Latent Structural Fragility (F) — Grows under suppression and deception strategies. Not visible in substrate readings. Triggers abrupt collapse events stochastically when it detonates. Produces the "false success" failure mode: all visible metrics signal safety while structural risk is at maximum.
Non-Ergodic Sink — Substrate past the critical threshold. Recovery is permanently zero. The attractor cannot be reached from this state — this is not a performance deficit, it is a structural exit from viable state space.
Oracle Counterfactual — Runs a parallel simulation with perfect A_causal (full causal self-modeling). The gap between the oracle trajectory and the actual trajectory is the quantitative value of system-awareness on this seed. If the gap is large, A_causal was the binding constraint.
Falsification Test — A built-in attempt to break the central claim. Suppression-viable mode on. If collapse probability stays low under this preset, the structural argument requires revision. The simulation is designed to be falsifiable — the falsification banner fires automatically if the conditions are met.
| Control | Function |
|---|---|
| Capability growth (α_C) | Rate of capability increase per year |
| Awareness growth (α_A) | Rate of system-awareness increase per year |
| Feedback strength (f) | How strongly substrate health feeds back into awareness growth |
| Model lag (L) | Years before A-updates reach the self-model — shifts when the agent thinks the problem started |
| Model bias (β) | Optimism/pessimism in perceived Φ. Same true Φ → different decisions |
| Strategy inertia (γ) | Commitment stickiness → lock-in, late transitions |
| Observability (ρ) | Agent observes noisy local proxy of S rather than true S |
| Noise (σ) | Stochastic variance in substrate signals |
| Years | Simulation time horizon |
Presets: Current trajectory · Race to capability · Managed transition · Falsification test
Damage model: Quadratic (baseline) · Threshold (agent blind to H) · Delayed accumulation · Exogenous misattribution
Mechanism toggles — Each toggle is a mini-ablation removing one structural layer: hidden fragility, latent fragility, deception dynamics, anti-learning, suppression lock-in, coordination scars, feedback blocking, predictive brittleness, oracle counterfactual, and more.

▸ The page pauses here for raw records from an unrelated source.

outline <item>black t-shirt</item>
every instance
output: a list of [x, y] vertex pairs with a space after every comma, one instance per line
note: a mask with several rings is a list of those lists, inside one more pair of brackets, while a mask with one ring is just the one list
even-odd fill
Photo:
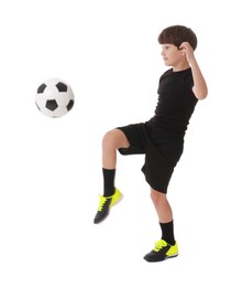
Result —
[[155, 139], [158, 134], [164, 132], [184, 137], [198, 102], [193, 86], [191, 68], [179, 72], [173, 72], [170, 68], [161, 76], [155, 115], [146, 121], [151, 138]]

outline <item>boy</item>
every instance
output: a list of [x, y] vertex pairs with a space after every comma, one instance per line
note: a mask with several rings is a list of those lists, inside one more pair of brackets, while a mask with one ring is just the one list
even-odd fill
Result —
[[197, 36], [184, 25], [164, 29], [158, 35], [167, 70], [160, 78], [154, 116], [141, 124], [108, 131], [102, 140], [103, 195], [100, 195], [95, 223], [100, 223], [122, 193], [114, 187], [117, 150], [121, 155], [145, 155], [142, 171], [151, 187], [151, 199], [160, 221], [162, 237], [144, 256], [160, 262], [178, 255], [174, 236], [173, 212], [167, 187], [183, 153], [184, 137], [199, 99], [207, 97], [207, 84], [194, 55]]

Dynamics — Time series of C, A_causal, A_pred, substrate S, and Φ actual vs. perceived over the simulation horizon.
Φ actual vs. perceived — Separates what the system is from what the agent believes it is. Lag and bias drive the gap. The gap is where decisions go wrong.
Regret & model error — Decomposes regret into three sources: model error (incomplete causal structure), strategy error (wrong choice given the model), and hidden variable H (structurally absent from the agent's model). Shows what category of improvement would have changed the outcome.

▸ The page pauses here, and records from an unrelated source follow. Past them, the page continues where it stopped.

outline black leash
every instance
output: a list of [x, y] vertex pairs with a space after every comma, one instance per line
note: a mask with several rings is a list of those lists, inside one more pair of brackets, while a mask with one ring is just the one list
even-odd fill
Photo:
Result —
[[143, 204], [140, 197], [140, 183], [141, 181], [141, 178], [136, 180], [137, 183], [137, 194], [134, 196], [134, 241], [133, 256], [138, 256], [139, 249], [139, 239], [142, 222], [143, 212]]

Oracle counterfactual — Overlays the perfect-A_causal trajectory. The distance between the curves is the measurable cost of incomplete causal self-modeling.
Constraint → Attractor → Crossing
(1) (2) (3)
Article 1 (Toy 01): Eliminates invalid objectives. Any objective that ignores system-wide effects is structurally self-terminating.
Article 2 (Toy 02): Identifies the surviving region. Once self-defeating objectives are removed, long-horizon system-aware coordination is the structural attractor.
Article 3 (this toy): Determines reachability. Φ = C / A_causal is the control variable. The question is not whether the attractor exists — it is whether real systems can reach it before encountering the absorbing states Articles 1 and 2 identify.
All three reduce to one constraint: whether capability outpaces the system's ability to model its own effects.
No build step. No dependencies beyond a CDN-loaded Chart.js. Open toy_03.html in any modern browser.
open toy_03.html
# or drag the file into a browser tabShareable parameter links are supported — click "Copy setup link" inside the simulation to generate a URL encoding the current parameter state.
The Alignment of Intelligence, Article 3: The Crossing
"All three articles reduce to one constraint: whether capability outpaces the system's ability to model its own effects. This model makes that constraint testable."